Sunday, November 9, 2014

First steps with user interface for TILT

One of the key requests that emerged from the BL Labs seminar last Monday (3/11/14) was the need for a usable GUI to control TILT. I wanted something efficient and light-weight that would last more than a few months, so I set about trying to build the GUI using only standard Web-technologies – just jQuery and Javascript – no 'plugins'. My experience with the latter is that, once their creators have moved on, they don't tend to be updated, and are quickly replaced by the next latest fad. Also, learning how to use them, and more often than not discovering half-way through that they are missing some key feature often make more work than just writing your own solution from scratch. So, I thought I would solve the most difficult problem first: how to represent and edit polygons on screen.

What it currently lacks is the ability to add and subtract points.
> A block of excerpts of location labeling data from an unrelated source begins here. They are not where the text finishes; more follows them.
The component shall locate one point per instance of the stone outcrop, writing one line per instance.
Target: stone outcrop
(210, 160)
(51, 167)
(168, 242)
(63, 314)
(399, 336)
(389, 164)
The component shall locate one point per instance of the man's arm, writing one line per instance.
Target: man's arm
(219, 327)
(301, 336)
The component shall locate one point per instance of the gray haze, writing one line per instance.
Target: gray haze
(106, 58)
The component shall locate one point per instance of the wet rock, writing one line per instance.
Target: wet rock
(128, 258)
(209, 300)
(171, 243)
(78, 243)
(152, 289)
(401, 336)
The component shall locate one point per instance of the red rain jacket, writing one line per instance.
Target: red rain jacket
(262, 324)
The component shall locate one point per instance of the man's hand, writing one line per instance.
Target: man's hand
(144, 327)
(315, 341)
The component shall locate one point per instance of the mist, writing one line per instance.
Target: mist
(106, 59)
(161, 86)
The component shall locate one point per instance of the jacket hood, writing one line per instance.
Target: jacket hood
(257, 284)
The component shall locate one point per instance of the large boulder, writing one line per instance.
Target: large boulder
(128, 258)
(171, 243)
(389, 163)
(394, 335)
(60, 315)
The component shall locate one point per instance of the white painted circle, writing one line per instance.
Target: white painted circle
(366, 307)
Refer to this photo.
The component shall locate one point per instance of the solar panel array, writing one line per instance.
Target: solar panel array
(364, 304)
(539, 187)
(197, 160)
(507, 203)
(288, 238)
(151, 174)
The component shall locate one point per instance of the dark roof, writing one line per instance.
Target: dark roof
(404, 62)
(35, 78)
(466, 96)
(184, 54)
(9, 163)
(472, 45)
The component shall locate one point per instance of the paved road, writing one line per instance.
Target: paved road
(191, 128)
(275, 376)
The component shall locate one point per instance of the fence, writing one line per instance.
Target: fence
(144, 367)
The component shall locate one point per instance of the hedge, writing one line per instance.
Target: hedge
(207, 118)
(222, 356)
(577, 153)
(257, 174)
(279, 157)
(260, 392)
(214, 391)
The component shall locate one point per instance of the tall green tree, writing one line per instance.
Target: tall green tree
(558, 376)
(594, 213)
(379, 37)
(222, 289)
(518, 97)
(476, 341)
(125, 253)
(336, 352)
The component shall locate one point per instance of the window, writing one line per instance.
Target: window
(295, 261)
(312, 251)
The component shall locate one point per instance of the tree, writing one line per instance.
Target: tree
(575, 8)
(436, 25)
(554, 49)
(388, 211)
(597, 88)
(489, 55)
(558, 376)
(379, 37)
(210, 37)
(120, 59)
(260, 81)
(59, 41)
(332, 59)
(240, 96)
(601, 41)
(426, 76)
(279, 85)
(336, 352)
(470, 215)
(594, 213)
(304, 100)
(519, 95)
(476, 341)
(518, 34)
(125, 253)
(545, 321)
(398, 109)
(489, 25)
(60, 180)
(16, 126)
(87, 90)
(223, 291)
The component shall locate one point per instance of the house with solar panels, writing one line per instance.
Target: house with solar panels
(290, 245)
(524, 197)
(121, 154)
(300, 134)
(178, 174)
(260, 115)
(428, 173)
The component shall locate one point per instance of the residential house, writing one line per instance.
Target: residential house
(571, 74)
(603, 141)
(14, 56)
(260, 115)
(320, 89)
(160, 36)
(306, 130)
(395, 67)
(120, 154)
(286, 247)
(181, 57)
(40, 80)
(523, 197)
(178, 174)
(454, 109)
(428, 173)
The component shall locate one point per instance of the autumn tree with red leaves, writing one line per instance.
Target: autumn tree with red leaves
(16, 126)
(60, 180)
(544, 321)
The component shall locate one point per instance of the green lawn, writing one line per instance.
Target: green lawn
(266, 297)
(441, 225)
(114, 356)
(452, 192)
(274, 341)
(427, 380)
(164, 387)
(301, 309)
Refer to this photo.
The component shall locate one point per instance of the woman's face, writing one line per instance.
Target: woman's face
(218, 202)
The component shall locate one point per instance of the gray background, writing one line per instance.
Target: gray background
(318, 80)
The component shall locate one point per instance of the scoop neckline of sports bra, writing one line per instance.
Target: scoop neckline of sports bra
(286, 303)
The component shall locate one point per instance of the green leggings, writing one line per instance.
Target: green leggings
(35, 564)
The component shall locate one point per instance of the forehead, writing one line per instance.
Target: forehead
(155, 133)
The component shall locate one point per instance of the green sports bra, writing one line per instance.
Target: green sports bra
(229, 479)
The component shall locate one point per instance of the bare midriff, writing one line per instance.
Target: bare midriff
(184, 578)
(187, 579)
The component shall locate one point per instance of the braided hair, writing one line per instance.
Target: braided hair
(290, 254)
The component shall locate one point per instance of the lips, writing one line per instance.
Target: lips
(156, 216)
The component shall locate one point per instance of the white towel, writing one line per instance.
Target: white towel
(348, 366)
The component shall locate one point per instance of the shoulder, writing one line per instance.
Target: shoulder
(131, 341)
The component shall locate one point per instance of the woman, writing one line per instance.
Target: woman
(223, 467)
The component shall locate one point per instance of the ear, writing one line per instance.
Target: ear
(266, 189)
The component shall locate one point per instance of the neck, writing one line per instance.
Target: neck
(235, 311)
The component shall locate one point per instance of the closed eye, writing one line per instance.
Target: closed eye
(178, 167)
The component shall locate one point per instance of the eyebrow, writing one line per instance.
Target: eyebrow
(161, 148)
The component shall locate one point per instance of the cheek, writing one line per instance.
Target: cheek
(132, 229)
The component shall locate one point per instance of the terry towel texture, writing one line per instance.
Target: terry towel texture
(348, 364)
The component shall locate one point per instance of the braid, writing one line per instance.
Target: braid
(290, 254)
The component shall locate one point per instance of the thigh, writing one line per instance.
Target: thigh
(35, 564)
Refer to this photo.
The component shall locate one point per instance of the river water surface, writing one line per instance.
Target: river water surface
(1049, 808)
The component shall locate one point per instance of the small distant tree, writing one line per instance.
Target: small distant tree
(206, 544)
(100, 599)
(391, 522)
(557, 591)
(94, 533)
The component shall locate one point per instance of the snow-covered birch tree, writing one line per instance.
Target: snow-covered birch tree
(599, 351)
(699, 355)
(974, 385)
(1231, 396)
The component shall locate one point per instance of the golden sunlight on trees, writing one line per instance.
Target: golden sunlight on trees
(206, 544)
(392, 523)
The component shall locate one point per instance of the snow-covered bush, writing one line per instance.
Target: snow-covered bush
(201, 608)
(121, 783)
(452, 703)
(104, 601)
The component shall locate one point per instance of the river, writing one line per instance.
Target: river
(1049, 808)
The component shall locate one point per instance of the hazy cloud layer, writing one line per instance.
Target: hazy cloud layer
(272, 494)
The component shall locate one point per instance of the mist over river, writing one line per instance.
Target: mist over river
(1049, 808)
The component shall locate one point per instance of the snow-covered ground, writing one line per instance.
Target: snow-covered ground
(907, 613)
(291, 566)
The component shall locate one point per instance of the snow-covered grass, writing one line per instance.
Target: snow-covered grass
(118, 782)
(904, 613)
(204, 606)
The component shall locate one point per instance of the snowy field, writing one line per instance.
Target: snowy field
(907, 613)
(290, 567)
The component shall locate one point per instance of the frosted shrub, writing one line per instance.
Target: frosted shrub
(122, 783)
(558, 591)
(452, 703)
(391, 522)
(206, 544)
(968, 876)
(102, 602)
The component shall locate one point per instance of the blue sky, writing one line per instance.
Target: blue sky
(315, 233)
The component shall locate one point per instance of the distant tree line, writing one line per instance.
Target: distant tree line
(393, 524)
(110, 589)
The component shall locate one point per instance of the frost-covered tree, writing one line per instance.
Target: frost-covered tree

After that is added, I need to make it load the polygons from an entire page of them generated by TILT. But one step at a time.

Tuesday, October 14, 2014

Improved Line recognition

I managed to improve line-recognition, which has been plaguing the effectiveness of later stages. Until you can do that in manuscripts, with lines that are not horizontal, evenly spaced or straight, you have no chance of even recognising words reliably. My previous method, by first dividing the pages into small rectangles, could detect the same line two or three times over - for example, once for the ascenders, descenders and the main body of the line. The new method first blurs the image, then subdivides it into narrow vertical strips. The strips are then reduced to a single pixel in width by averaging them horizontally. This produces a graph that indicates the rise and fall of blackness within the strip. But since the data has many small peaks and troughs that aren't really interesting, I first apply a smoothing function before trying to detect the main peaks of blackness. These will very likely correspond to the black lines of type or writing. The final step is to join up the lines detected in the strips by horizontally aligning them as before. The result is very good line-recognition on most of the examples. Here's how the De Roberto manuscript, which is fairly average in difficulty, looks with the lines recognised on top of the blurred image:

A side-effect of this approach is that it should improve word-recognition, not only by helping to locate words, but also by joining up word-fragments through blurring. However, I'm running out of time now as the deadline of November 3 looms.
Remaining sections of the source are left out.